Cell-free DNA released into circulation reveals disease processes and pathogens behind sepsis.
When cells in the body die, they release DNA. This DNA, known as cell-free DNA (cfDNA), makes its way into the bloodstream where it gets chopped up by enzymes, and in minutes to hours, the liver pulls it out of circulation. It can serve as a biomarker in many contexts such as detecting pregnancy complications, organ transplant rejection, and cancer before symptoms appear.
Now, in a recent study published in Cell Genomics, scientists in Julian Knight’s lab at the University of Oxford turned to cfDNA to understand sepsis, a dysregulated response to infection that can cause life-threatening organ dysfunction.1 They found that cfDNA accumulates in the blood because the body can’t clear it, providing insight into what happens in the body during sepsis. Monitoring cfDNA could one day help scientists understand sepsis’ heterogeneous disease mechanisms and diagnose and stratify patients.
Scientists know that cfDNA increases in people with sepsis, but “what was not so clear is where this DNA comes from,” said Kiki Cano-Gamez, a genomics researcher at the University of Exeter who led this work as a postdoctoral researcher in Knight’s lab.2 She explained that the general hypothesis in the field is that much of this DNA comes from immune cells, failing organs, or tissues that have died.
The team looked at molecular patterns in cfDNA from sepsis patients and compared them to cfDNA from healthy individuals. They first found that sepsis patients had 30 to 40 times more cfDNA in their blood than healthy people.
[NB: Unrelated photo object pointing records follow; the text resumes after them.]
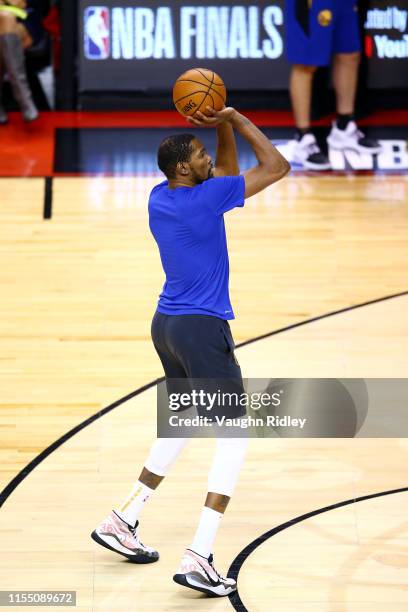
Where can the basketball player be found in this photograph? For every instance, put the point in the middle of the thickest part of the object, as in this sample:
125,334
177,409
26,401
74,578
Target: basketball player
317,32
190,328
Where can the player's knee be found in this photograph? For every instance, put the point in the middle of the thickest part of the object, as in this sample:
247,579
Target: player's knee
349,59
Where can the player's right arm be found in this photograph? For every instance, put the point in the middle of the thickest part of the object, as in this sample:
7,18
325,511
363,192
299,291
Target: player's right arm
272,166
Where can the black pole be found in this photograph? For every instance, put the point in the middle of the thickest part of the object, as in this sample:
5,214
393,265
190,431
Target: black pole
68,81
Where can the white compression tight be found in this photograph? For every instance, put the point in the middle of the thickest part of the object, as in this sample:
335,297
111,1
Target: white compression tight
225,469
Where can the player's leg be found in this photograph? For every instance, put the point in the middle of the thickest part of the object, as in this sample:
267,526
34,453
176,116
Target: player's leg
206,350
196,569
346,61
119,530
12,43
308,45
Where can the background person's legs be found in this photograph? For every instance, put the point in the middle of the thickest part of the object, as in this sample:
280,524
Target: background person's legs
306,151
300,87
13,39
344,134
345,76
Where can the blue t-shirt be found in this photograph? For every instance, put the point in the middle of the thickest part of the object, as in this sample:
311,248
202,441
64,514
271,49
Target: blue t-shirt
188,226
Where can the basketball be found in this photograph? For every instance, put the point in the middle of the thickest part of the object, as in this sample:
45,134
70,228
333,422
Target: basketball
196,89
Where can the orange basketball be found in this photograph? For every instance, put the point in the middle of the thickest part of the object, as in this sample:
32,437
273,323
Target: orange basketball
196,89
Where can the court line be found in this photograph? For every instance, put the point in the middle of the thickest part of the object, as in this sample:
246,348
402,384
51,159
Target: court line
240,559
13,484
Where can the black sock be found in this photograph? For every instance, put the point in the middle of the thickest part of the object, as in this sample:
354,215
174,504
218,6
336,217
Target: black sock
300,132
342,121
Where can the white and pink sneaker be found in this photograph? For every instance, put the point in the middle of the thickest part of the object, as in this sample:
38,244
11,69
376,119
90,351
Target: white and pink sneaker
198,573
117,535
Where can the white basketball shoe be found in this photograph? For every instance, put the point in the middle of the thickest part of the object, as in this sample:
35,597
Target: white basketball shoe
352,139
307,152
198,573
115,534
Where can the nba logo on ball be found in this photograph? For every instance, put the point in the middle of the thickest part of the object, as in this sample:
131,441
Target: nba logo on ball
96,32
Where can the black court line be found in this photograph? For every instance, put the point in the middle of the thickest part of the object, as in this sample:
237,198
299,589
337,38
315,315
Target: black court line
236,565
7,491
48,188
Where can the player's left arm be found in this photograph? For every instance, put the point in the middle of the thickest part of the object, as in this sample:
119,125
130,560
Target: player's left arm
226,161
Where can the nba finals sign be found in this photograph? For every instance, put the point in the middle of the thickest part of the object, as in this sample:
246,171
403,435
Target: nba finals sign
144,45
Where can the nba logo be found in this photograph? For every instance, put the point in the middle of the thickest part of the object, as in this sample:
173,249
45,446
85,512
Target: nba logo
96,31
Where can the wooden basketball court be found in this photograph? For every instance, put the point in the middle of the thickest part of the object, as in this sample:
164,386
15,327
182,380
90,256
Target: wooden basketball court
78,294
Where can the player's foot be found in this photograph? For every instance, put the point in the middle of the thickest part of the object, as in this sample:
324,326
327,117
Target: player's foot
307,152
198,573
115,534
352,138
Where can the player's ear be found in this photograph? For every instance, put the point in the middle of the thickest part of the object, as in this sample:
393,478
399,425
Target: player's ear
182,168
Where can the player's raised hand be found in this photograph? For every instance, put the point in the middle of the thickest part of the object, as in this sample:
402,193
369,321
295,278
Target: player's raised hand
213,117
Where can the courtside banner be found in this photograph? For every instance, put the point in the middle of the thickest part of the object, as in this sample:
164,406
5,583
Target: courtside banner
283,408
145,46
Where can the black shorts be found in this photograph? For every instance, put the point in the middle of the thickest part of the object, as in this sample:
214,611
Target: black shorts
199,349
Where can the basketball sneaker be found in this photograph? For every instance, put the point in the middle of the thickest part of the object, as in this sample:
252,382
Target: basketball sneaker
198,573
352,138
117,535
307,152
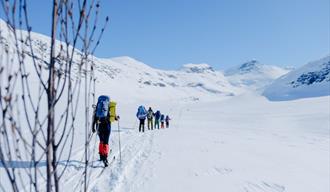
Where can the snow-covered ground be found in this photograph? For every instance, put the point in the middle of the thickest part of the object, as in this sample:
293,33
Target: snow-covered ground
243,143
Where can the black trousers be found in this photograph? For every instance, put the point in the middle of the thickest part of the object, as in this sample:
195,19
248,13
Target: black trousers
141,126
104,131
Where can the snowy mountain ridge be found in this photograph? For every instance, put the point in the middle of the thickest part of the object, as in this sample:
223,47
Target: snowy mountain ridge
310,80
254,75
128,76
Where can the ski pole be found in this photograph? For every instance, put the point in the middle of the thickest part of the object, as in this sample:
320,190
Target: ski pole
119,142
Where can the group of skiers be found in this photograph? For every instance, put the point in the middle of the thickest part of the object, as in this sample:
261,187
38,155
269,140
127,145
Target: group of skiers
142,114
105,113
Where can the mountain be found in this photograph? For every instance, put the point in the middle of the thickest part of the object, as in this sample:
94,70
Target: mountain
310,80
254,75
131,77
126,78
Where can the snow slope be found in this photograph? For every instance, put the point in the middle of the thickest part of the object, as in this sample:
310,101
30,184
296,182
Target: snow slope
244,143
310,80
254,75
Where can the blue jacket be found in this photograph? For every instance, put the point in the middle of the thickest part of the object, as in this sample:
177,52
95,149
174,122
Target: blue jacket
157,115
141,113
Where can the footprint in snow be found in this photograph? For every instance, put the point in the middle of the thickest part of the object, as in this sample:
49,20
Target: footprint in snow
263,187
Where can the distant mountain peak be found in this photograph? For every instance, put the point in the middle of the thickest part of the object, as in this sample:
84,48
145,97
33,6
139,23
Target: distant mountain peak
197,68
250,66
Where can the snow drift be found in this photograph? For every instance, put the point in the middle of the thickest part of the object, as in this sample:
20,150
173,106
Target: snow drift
310,80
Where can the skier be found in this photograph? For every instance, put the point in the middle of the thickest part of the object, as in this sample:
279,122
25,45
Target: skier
157,117
150,117
141,115
162,119
104,114
167,121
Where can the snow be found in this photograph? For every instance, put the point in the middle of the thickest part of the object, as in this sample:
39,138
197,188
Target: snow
310,80
254,75
223,136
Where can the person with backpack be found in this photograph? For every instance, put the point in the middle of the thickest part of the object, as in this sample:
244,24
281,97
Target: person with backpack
167,121
157,118
162,120
150,117
104,114
141,115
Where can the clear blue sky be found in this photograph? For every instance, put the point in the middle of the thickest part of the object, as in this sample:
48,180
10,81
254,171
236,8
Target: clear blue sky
169,33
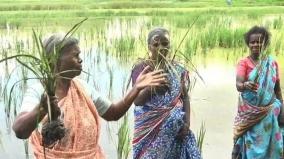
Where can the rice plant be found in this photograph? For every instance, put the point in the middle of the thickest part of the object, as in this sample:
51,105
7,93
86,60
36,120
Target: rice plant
200,136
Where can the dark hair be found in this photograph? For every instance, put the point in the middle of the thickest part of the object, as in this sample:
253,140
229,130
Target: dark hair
258,30
156,31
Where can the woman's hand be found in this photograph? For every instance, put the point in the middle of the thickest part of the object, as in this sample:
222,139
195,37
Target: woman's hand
249,85
153,79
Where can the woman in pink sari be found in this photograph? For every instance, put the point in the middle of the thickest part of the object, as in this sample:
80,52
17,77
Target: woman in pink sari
80,110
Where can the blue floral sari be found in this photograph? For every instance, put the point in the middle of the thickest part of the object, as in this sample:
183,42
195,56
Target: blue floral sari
257,133
158,122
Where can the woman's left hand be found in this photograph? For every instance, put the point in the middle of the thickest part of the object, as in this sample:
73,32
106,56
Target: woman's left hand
152,79
183,132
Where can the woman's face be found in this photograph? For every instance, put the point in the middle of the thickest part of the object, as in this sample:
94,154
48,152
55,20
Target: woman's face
70,62
159,46
256,43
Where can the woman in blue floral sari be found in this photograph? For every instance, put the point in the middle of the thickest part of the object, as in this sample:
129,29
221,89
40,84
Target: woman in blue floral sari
257,134
162,114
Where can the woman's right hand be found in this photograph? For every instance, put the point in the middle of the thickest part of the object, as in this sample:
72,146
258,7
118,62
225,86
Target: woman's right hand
156,78
249,85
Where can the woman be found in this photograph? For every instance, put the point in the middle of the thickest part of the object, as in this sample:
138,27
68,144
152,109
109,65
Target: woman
256,129
79,111
162,113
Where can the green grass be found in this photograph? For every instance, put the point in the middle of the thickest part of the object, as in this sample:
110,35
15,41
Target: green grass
127,4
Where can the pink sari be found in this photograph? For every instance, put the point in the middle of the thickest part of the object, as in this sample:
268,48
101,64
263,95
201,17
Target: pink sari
82,122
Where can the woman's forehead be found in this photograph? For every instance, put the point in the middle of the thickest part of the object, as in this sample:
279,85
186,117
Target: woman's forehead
256,36
161,37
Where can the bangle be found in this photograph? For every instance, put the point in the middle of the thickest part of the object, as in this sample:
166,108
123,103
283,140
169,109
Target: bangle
244,86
Using methylation patterns and nucleosome positioning along the cfDNA, the team tracked which cells and tissues it came from. To their surprise, they saw that the cfDNA did not come only from immune cells, as they had expected, but it seemed to come from all kinds of cells. “That was very puzzling,” said Cano-Gamez.
Because it appears that cfDNA accumulation wasn’t caused by cell death in specific cells, Cano-Gamez wondered if the accumulation was due to impaired liver clearance. To assess this, the team looked at cfDNA fragmentation patterns. The longer cfDNA spends in circulation, the more fragmented it becomes because it has more exposure to enzymes in the blood. The team found that cfDNA from sepsis patients was shorter than cfDNA from people without sepsis, meaning that it was in the blood longer and suggesting that the liver wasn’t clearing it at the same rate.
This reduced clearance is what Yuval Dor, a biologist at The Hebrew University of Jerusalem who was not involved in the study, called “a new concept in the liquid biopsy field.”
By looking at the methylation patterns in the cfDNA, the researchers gained insight into what was happening in these cells and tissues during sepsis. For example, Cano-Gamez could see signs of liver dysfunction and hematopoietic rewiring, where the body produces more immune cells while decreasing other blood cells.
As cfDNA also contains DNA from microbes, the researchers hypothesized that they could use it to identify the bacteria behind the infection. Cano-Gamez originally expected the data from this to be noisy because microbial sequences are just a small fraction of the total cfDNA and any contaminants could overwhelm the detection of microbial cfDNA. This was not the case, however, as Cano-Gamez saw the enrichment of specific pathogens in cfDNA from sepsis patients. “It’s clear that you could use some of this DNA as a diagnostic,” said Cano-Gamez.
In terms of translatability, Cano-Gamez said, “We’re still at a very early stage.” She mentioned that there are already good biomarkers for liver function that are easily and routinely measured. However, she noted that cfDNA has some advantages: It could give a more immediate measurement of liver function, and it can give more information about which areas of the liver are dysfunctional.
“All the methods we used here are pretty labor intensive,” Cano-Gamez said. “It’s not something you would be able to do on the bedside or as a clinical test.”
Still, Dor said he’s hopeful about the clinical utility of these types of studies. “We learn so much from these liquid biopsies about disease processes that it will become clinically useful.”